The vote took place Wednesday morning; the decision came more than a month after councillors voted to $600,000 towards a bid to host the 2014 International Triathlon Union Grand Final.
It’s expected the event would be held at Hawrelak Park – the pond at the park would require extensive upgrades to bring it up to international standards.
According to council documents from Wednesday’s meeting, an early estimate of the cost of fixing the pond is about $1.23 million.
The report outlined a number of needed repairs to the pond, including a suspected tear in the clay liner of the lake – which is not only an issue for triathlon events, but for making a proper skating surface in the winter.

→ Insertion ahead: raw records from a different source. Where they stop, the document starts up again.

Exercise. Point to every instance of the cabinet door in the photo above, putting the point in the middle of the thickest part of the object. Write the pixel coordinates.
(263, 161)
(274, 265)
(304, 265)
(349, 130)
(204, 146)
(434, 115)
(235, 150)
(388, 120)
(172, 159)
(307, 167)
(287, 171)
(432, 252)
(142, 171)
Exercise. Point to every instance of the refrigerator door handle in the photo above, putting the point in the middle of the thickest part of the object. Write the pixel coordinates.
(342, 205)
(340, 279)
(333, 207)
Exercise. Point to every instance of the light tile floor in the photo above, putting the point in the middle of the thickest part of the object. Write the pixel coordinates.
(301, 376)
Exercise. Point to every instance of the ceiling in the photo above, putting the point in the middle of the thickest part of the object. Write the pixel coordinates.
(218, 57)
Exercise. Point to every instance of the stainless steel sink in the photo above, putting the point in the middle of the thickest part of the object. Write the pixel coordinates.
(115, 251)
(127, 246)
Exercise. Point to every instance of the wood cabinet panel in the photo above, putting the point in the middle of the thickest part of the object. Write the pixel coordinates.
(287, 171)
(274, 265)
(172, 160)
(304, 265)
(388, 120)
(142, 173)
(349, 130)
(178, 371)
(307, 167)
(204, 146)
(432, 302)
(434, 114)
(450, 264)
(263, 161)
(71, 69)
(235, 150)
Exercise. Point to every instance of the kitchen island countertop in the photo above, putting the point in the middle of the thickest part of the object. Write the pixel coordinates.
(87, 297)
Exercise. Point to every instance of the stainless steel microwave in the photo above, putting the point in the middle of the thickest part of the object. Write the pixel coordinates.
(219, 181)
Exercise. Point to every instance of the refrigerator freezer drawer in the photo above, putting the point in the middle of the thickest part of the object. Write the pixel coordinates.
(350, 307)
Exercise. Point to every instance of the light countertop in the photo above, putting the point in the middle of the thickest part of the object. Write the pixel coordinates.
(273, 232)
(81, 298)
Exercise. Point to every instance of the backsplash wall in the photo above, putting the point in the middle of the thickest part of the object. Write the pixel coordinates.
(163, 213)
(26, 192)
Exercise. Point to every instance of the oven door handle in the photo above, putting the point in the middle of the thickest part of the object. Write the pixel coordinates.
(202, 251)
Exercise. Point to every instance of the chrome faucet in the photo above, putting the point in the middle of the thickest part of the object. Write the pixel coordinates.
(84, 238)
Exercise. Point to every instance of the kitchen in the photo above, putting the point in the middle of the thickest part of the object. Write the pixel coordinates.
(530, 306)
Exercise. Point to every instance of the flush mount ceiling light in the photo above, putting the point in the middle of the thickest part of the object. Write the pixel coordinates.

In addition, officials said the lake drain system is not functioning properly, which increases the risk of flooding in the Park Pavilion, and with higher water levels that are needed for such sporting events, water has been draining into the pavilion and flooding the subfloor sump and HVAC duct system.
Work needed on the pond – to meet International Triathlon requirements for competition, it’s recommended that workers drain the lake, remove the sludge and repair the liner.
It was also proposed that the clay liner be removed and excavated in order to carve out a defined swimming track – that would be 20 metres wide, 750 metres long and a minimum depth of 1.4 metres.
The report stated that second option would make Hawrelak easily available to future triathlon events.
Work at Hawrelak Park is expected to begin late this summer, to be finished by late autumn.
If Edmonton wins the bid, the event could cost the city up to $5 million, out of a total expected cost of $8 million.
Councillors told CTV News in Dec., 2012 that the province would be asked to put forward $2 million, and the federal government would be asked to contribute $1 million.
The deadline to notify the ITU of Edmonton’s intention to bid is Jan. 25.
Edmonton’s bid is reportedly up against three American cities for the event.
The report stated the event represents an estimated $16 million benefit to the city for hosting the event, and is expected to attract up to 6,000 elite athletes.